Protein C is a vitamin K dependent protein present in bovine plasma. It is a glycoprotein (MW approximately 62,000) composed of a H chain (MW 41,000) and a L chain (mW 21,000). The H chain has an amino-terminal sequence of Asp-Thr-Asn-Gln and contains nearly 3/4 of the carbohydrate. The L chain has an amino-terminal sequence of Ala-Asn-Ser-Phe. Incubation of protein C with either factor X activator from Russell''s viper venom or trypsin resulted in the cleavage of an Arg-Ile bond between residues 14 and 15 of the H chain. Concomitant with this cleavage was the formation of a serine enzyme which was inhibited by diisopropyl phosphofluoridate. Liberation of the tetradecapeptide decreased the MW of the H chain from about 41,000 to 39,000 and resulted in the formation of a new amino-terminal sequence of Ile-Val-Asp-Gly in the H chain.
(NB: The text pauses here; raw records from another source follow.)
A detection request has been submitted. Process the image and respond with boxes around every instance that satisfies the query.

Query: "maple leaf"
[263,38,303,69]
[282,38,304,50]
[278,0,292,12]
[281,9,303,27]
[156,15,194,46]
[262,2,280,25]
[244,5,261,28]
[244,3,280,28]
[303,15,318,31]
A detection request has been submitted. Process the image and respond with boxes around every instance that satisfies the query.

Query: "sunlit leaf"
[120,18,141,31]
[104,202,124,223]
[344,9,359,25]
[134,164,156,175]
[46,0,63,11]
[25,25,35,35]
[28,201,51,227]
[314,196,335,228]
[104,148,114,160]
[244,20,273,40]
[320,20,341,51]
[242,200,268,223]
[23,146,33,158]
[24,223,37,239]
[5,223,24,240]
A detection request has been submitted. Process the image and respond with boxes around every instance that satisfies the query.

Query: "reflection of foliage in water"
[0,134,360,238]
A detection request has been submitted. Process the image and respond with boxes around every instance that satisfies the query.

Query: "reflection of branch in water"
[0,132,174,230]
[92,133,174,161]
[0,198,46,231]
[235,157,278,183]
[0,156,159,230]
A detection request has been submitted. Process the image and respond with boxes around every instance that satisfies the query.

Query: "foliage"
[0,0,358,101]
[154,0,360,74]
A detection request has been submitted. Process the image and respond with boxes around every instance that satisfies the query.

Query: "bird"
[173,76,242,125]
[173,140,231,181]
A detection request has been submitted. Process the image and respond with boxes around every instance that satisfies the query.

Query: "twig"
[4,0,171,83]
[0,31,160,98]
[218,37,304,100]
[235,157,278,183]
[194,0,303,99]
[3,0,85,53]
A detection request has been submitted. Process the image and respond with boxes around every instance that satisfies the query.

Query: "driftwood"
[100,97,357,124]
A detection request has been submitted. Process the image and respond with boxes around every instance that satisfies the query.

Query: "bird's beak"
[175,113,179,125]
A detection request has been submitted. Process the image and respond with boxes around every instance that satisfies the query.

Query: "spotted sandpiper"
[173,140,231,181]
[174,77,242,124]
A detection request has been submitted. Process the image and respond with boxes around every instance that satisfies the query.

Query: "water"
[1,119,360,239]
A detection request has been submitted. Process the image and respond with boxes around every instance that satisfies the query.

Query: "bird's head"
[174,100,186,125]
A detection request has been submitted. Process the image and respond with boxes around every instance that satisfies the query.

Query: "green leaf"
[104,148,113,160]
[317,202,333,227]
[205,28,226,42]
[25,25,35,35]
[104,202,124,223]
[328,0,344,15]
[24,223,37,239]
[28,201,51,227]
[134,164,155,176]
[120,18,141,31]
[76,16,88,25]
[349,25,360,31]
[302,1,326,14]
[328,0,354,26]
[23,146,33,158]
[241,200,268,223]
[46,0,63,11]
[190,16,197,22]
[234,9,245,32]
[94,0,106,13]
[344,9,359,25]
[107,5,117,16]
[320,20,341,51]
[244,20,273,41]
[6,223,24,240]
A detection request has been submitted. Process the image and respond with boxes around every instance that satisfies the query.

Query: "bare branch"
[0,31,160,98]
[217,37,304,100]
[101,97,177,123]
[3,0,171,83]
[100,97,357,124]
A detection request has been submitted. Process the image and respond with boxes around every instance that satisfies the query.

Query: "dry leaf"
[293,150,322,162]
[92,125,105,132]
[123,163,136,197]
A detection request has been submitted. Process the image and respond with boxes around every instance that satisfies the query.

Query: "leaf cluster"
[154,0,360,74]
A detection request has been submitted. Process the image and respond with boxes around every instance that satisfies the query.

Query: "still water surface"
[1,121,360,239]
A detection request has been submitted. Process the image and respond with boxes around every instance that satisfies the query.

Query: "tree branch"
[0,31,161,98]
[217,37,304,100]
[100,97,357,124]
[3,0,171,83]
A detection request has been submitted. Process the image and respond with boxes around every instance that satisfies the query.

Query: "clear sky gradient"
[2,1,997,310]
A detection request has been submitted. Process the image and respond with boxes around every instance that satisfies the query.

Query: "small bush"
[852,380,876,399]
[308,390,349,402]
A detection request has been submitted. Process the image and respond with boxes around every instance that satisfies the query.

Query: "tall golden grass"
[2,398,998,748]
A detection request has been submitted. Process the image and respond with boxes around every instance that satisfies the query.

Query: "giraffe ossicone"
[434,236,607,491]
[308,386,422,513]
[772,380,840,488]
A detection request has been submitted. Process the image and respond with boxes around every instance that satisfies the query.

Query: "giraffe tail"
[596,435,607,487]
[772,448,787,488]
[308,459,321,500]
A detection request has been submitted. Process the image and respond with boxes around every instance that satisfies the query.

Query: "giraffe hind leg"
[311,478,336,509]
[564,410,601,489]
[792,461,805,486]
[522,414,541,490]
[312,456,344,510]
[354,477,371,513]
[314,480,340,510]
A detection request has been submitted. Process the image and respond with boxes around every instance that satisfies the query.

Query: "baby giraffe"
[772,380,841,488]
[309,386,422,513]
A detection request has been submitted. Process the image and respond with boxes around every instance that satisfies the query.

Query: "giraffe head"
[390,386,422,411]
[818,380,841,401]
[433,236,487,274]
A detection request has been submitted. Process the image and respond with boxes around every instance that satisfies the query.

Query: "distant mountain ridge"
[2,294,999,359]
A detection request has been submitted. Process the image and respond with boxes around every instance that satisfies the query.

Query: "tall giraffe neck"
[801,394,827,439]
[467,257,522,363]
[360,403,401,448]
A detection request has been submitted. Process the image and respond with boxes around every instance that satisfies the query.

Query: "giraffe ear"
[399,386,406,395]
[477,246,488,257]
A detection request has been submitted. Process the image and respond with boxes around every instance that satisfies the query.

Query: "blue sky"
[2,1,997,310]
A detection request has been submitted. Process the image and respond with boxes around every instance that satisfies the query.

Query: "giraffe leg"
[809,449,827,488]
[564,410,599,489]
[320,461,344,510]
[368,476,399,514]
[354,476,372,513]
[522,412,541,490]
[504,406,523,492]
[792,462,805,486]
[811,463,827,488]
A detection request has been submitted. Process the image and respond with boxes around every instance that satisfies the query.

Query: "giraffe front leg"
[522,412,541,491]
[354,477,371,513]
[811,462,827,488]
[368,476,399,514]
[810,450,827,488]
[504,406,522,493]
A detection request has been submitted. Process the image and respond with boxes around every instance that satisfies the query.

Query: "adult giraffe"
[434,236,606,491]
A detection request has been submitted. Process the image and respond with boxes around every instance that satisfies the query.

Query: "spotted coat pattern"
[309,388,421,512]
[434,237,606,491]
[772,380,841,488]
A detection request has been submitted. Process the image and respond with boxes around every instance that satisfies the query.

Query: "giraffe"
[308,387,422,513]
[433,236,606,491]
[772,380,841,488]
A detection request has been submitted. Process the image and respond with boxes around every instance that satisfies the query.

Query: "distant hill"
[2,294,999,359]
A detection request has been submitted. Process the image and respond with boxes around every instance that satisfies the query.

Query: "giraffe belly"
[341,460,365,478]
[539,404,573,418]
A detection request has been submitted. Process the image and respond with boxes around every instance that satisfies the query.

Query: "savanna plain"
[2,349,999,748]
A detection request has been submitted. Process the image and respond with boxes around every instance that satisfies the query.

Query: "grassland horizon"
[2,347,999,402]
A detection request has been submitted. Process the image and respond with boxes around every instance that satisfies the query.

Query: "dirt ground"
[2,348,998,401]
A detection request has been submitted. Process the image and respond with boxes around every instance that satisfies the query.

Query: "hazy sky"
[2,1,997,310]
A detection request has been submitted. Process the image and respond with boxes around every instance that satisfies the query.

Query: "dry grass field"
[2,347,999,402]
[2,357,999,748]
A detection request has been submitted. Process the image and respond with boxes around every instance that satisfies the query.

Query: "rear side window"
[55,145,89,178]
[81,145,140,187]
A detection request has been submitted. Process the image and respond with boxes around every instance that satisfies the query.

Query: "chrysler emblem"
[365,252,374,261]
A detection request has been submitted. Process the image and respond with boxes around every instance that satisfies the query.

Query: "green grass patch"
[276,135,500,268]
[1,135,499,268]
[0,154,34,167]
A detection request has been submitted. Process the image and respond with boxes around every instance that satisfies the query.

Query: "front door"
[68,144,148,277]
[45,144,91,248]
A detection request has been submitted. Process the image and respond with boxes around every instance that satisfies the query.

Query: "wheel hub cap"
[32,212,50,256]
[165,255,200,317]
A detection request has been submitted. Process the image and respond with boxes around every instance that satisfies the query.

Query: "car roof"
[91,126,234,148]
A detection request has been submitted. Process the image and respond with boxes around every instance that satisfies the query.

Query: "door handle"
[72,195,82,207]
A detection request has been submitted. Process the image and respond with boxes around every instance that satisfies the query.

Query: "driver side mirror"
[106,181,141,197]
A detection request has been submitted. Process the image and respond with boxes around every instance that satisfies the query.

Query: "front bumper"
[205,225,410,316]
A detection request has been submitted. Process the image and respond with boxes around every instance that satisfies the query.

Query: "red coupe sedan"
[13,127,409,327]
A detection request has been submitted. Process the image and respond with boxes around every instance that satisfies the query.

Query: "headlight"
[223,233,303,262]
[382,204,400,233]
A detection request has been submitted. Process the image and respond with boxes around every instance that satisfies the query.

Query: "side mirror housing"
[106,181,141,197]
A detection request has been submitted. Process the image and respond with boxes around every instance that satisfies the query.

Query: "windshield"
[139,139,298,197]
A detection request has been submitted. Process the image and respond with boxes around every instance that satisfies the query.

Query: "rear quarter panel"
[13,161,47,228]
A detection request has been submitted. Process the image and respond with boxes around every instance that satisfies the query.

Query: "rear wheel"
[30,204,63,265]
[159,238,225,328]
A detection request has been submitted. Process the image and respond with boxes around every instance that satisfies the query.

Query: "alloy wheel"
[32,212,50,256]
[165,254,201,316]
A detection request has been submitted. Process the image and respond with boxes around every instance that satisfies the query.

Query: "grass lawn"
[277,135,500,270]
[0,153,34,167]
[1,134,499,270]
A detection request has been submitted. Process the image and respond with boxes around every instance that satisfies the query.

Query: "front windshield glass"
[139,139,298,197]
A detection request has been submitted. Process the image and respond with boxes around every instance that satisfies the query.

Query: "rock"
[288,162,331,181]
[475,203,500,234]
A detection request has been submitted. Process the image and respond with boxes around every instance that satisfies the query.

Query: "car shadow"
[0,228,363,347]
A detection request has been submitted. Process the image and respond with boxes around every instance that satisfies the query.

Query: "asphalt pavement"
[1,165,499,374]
No change in the molecular weight of the L chain was observed during the activation reaction. Protein C, like the 4 vitamin K dependent coagulation proteins apparently exists in plasma in a precursor form and is converted to a serine protease by hydrolysis of a specific Arg-Ile peptide bond. The biological substrate for the enzymatic form of protein C and the physiological mechanism whereby protein C is converted to a serine enzyme are not known.